Malicious intruders use literally hundreds of methods and tools when they attempt to compromise PCs. The following are some the most common attacks:
Port scan. To attack a PC, an intruder must determine which TCP or UDP ports (and thus services and programs) are open on that computer. Each program that connects to or accepts connections from the Internet is assigned an IP port number (0 to 65536). Port numbers often indicate a particular type of service. For example, Internet email often uses port 25 for SMTP or port 110 for POP. If you go to an FTP site to download files, your computer uses port 20 or 21. Intruders often scan (connect to multiple ports) victim computers to see which ports are active. After they identify the open ports, intruders (or their malicious programs) narrow down future attacks to a particular port type. Firewalls should notice this activity because it’s unusual for a remote computer to connect to more than a few ports at one time.

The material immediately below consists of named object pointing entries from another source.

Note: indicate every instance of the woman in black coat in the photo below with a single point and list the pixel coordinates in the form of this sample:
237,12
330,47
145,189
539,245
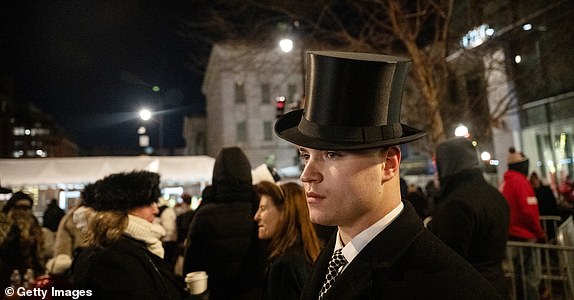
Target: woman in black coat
124,254
283,220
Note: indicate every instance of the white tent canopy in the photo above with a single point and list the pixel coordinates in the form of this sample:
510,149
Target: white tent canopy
81,170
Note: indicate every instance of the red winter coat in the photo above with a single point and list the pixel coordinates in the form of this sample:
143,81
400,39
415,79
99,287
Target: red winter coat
524,215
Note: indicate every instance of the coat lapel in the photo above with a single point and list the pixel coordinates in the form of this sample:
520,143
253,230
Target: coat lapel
378,256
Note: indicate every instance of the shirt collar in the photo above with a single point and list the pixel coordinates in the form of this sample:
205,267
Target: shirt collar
354,247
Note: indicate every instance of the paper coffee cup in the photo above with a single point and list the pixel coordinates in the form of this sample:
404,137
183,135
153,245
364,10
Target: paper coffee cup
196,282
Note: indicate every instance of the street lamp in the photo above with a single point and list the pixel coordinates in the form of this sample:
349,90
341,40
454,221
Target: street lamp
286,45
461,131
145,114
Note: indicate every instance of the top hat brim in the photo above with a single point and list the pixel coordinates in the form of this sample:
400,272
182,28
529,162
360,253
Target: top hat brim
287,128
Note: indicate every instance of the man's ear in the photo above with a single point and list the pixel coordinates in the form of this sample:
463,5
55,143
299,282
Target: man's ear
392,162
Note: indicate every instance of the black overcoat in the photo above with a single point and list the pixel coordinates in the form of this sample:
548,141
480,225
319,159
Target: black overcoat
125,270
404,261
473,219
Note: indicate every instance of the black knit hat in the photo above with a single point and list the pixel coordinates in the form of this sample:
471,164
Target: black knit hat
454,156
232,167
353,103
124,191
15,198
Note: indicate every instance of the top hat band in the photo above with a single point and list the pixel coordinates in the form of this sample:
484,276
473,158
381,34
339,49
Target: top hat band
350,134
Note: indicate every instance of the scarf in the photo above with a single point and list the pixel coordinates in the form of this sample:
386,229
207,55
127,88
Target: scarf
146,232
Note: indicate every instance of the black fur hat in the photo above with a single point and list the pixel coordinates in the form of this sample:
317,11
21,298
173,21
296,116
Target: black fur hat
124,191
15,198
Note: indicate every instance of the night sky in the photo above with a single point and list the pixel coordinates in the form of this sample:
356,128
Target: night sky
91,65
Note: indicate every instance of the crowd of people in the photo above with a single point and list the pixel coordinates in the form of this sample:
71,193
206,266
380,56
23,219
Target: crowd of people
351,228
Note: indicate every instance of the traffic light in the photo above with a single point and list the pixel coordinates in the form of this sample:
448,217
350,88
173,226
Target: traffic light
280,107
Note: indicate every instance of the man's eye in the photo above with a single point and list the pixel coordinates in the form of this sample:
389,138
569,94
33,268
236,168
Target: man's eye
331,154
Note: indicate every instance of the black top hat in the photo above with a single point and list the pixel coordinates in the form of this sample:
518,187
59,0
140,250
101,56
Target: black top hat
125,191
353,103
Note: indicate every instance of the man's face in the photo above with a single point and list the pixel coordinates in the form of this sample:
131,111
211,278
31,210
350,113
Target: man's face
343,187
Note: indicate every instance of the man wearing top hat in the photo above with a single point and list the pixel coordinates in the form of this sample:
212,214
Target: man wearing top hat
348,135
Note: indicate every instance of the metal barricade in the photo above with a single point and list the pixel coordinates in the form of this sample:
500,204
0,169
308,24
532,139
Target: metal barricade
542,271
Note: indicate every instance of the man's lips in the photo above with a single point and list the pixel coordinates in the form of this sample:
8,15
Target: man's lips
312,196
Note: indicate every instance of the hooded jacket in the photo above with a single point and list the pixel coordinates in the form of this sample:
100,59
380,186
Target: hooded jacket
222,239
473,215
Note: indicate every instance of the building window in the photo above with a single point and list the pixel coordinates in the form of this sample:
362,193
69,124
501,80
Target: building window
267,130
265,93
241,131
239,92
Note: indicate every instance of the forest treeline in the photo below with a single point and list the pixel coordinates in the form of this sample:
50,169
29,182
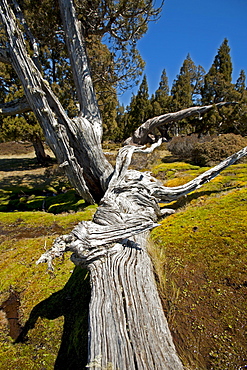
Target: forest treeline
193,86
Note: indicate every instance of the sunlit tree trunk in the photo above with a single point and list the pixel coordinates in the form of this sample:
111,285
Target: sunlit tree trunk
127,326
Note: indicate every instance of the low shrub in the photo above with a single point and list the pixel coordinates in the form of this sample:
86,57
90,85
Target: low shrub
214,151
207,150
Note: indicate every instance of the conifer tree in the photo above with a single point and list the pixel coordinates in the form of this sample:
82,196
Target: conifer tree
140,108
160,100
186,86
218,81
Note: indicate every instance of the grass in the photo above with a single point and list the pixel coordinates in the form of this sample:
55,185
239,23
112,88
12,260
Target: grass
200,257
199,254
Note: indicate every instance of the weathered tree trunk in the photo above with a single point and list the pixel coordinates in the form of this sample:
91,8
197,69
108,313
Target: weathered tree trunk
127,327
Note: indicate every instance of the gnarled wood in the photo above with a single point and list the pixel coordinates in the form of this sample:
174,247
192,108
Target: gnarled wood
124,295
140,135
14,107
127,326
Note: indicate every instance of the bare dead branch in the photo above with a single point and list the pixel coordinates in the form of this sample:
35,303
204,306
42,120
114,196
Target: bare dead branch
4,56
140,135
14,107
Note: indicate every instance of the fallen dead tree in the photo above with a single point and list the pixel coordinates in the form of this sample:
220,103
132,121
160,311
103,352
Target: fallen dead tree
127,326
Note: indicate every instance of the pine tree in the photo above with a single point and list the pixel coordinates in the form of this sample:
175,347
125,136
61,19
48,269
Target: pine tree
186,86
218,81
160,100
140,108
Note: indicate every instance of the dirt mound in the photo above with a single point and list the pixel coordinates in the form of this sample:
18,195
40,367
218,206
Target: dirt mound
15,148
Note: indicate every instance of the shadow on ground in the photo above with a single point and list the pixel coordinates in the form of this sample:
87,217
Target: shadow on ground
18,164
71,302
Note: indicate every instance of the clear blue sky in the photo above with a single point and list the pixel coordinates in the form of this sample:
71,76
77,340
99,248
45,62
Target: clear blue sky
197,27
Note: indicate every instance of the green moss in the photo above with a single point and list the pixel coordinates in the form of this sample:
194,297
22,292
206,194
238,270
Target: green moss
200,255
53,306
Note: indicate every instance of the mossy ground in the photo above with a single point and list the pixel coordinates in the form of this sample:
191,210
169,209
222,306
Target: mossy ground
199,255
53,333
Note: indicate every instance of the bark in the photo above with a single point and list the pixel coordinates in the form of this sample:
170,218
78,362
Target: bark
39,149
140,136
127,326
14,107
76,143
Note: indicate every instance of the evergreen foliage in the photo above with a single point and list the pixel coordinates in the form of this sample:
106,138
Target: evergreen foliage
194,87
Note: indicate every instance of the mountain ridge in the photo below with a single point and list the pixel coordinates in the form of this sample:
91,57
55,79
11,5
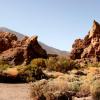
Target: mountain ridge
49,49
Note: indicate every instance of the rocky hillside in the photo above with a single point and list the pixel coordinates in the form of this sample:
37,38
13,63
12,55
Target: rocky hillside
50,50
17,52
89,47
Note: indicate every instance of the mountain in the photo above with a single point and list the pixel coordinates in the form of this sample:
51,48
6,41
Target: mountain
50,50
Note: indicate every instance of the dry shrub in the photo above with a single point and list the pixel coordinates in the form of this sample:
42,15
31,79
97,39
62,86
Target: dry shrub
40,62
95,90
61,64
30,73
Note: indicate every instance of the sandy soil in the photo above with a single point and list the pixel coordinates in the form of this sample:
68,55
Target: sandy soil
15,91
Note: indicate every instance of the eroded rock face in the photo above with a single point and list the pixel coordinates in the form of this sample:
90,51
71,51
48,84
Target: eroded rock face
89,47
17,52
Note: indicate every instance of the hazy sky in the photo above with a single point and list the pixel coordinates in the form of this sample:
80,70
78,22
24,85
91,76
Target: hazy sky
57,22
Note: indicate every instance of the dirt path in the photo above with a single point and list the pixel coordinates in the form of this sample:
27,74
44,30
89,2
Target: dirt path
15,92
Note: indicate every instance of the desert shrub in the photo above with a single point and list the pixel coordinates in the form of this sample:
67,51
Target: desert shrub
60,64
96,64
95,90
30,73
84,90
74,86
40,62
4,65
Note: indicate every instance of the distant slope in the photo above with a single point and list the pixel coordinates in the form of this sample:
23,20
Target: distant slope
50,50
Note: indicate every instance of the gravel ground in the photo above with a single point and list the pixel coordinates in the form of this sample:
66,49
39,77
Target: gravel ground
15,91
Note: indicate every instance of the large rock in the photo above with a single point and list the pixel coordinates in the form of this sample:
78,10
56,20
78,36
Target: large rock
89,47
18,52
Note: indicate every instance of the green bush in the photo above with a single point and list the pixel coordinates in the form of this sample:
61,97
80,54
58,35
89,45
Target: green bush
96,64
40,62
74,86
60,64
95,90
4,65
30,73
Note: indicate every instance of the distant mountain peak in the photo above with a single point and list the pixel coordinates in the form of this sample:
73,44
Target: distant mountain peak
50,50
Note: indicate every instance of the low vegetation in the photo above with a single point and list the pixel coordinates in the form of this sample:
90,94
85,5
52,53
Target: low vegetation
61,64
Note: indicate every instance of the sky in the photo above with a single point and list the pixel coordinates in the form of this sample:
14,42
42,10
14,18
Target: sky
57,23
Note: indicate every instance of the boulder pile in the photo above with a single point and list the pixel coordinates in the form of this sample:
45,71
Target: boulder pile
17,52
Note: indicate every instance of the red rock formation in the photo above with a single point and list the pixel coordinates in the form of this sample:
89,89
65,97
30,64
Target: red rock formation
19,52
90,45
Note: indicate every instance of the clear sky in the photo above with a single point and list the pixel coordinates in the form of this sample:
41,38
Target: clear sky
57,22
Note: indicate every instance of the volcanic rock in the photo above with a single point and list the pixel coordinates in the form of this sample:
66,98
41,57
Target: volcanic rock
89,47
17,52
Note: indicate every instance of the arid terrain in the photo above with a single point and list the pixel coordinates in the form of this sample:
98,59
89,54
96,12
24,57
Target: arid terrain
15,91
49,76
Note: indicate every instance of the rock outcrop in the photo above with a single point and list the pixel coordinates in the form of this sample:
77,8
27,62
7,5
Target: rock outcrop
89,47
17,52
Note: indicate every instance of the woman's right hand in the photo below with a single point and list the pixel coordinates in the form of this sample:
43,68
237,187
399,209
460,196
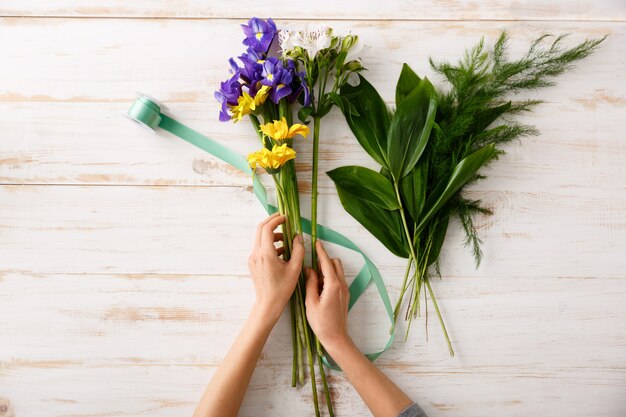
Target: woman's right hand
327,300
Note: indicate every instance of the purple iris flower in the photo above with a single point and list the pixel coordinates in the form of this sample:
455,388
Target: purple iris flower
259,34
252,66
278,77
228,93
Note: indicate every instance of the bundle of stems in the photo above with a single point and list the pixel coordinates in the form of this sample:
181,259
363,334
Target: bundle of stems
433,146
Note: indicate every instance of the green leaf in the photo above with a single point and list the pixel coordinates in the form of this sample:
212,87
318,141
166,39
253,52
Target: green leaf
367,185
410,128
385,225
406,83
413,189
369,121
439,235
462,173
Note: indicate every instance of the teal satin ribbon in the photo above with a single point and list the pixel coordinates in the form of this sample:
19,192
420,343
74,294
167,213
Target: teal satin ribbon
148,113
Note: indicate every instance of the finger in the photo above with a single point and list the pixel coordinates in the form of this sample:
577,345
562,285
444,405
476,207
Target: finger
312,290
267,234
297,254
259,230
339,270
326,266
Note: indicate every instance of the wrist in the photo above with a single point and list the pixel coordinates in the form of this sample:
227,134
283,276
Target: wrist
339,344
264,314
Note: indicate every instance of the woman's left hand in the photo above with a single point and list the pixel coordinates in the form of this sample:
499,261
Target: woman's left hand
274,279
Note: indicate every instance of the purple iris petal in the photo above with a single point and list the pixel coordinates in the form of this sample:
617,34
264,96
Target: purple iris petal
252,67
259,34
279,91
228,93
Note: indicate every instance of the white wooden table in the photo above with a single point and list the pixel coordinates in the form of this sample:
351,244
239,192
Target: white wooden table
123,278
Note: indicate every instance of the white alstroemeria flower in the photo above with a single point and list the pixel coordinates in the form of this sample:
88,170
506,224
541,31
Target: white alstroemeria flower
286,39
314,41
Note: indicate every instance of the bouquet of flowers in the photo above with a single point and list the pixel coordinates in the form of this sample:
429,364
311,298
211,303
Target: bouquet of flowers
433,146
268,85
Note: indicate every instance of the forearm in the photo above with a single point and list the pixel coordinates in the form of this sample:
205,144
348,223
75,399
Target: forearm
224,394
380,394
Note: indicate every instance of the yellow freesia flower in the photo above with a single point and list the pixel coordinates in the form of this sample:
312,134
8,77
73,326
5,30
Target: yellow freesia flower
280,130
272,160
246,104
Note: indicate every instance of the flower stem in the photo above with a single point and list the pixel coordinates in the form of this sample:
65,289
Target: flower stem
424,278
316,138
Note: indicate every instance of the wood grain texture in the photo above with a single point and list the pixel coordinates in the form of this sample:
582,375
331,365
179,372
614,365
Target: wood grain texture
122,253
326,9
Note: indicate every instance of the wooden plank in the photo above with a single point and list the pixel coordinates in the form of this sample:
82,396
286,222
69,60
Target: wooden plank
581,149
122,282
156,340
105,60
181,230
326,9
80,138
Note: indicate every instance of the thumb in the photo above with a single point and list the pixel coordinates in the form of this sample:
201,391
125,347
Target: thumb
297,253
312,288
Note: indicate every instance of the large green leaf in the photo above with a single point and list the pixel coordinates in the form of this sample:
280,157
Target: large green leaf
366,184
461,174
407,82
369,121
385,225
413,189
410,128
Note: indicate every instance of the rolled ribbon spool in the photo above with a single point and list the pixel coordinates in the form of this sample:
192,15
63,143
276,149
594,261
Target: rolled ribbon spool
147,112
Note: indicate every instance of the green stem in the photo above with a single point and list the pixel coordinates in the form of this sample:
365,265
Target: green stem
425,280
316,138
308,348
316,132
396,311
443,326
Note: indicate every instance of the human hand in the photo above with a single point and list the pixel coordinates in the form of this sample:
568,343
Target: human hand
274,279
327,301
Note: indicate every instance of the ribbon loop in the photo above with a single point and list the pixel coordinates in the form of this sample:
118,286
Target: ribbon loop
148,114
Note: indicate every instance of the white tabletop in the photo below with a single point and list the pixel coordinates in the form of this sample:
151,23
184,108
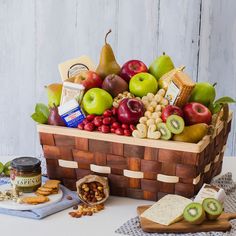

Network traffic flood. The principle behind network traffic flood attacks is that too much of a good thing can be bad. Instead of trying to determine which weaknesses exist on a given computer, special programs called flooders send hundreds to tens of thousands of legitimate network packets to one PC hoping to overwhelm the PC’s capacity to respond. This process often causes a Denial of Service (DoS) attack, but flooders have successfully bypassed firewalls and taken control of victim PCs.
Malformed network packets. Most computers are too polite. If someone sends them a badly formed network packet, they either try to reassemble it (often allowing something to sneak around a firewall or virus scanner) or reject the network packet and wait for a retransmission. Anyone who owns a Windows PC knows software programs can wait a long time. Intruders who use this type of attack are either trying to sneak past a particular security tool or cause a DoS attack by making the PC wait a long, long time and ignore legitimate packets.
Fragmentation attacks. Intruders can break up IP packets into smaller packets and reassemble them at the destination computer. Intruders have learned they can manipulate the reassembly so that they can sneak rogue traffic and programs past computer security defenses.
IP spoofing. All firewalls work by filtering network traffic based on IP addresses (e.g., 192.168.10.2). The computers behind the firewall are usually allowed to perform more functions than the untrusted computers on the outside. Rogue intruders can send their traffic with IP addresses that make the packet appear as if it originated from inside the firewall, which allows more access than would usually be allowed.
Some of these attacks are technically sophisticated and require the skills of a learned intruder. But more and more these days, worms and Trojan horses automate external attacks that scour the Internet looking for vulnerable machines. Compromised machines often are used as a staging area for more attacks against new machines. Security experts expect both manual and automated cracking to rise for the next few years until the Internet becomes more secure.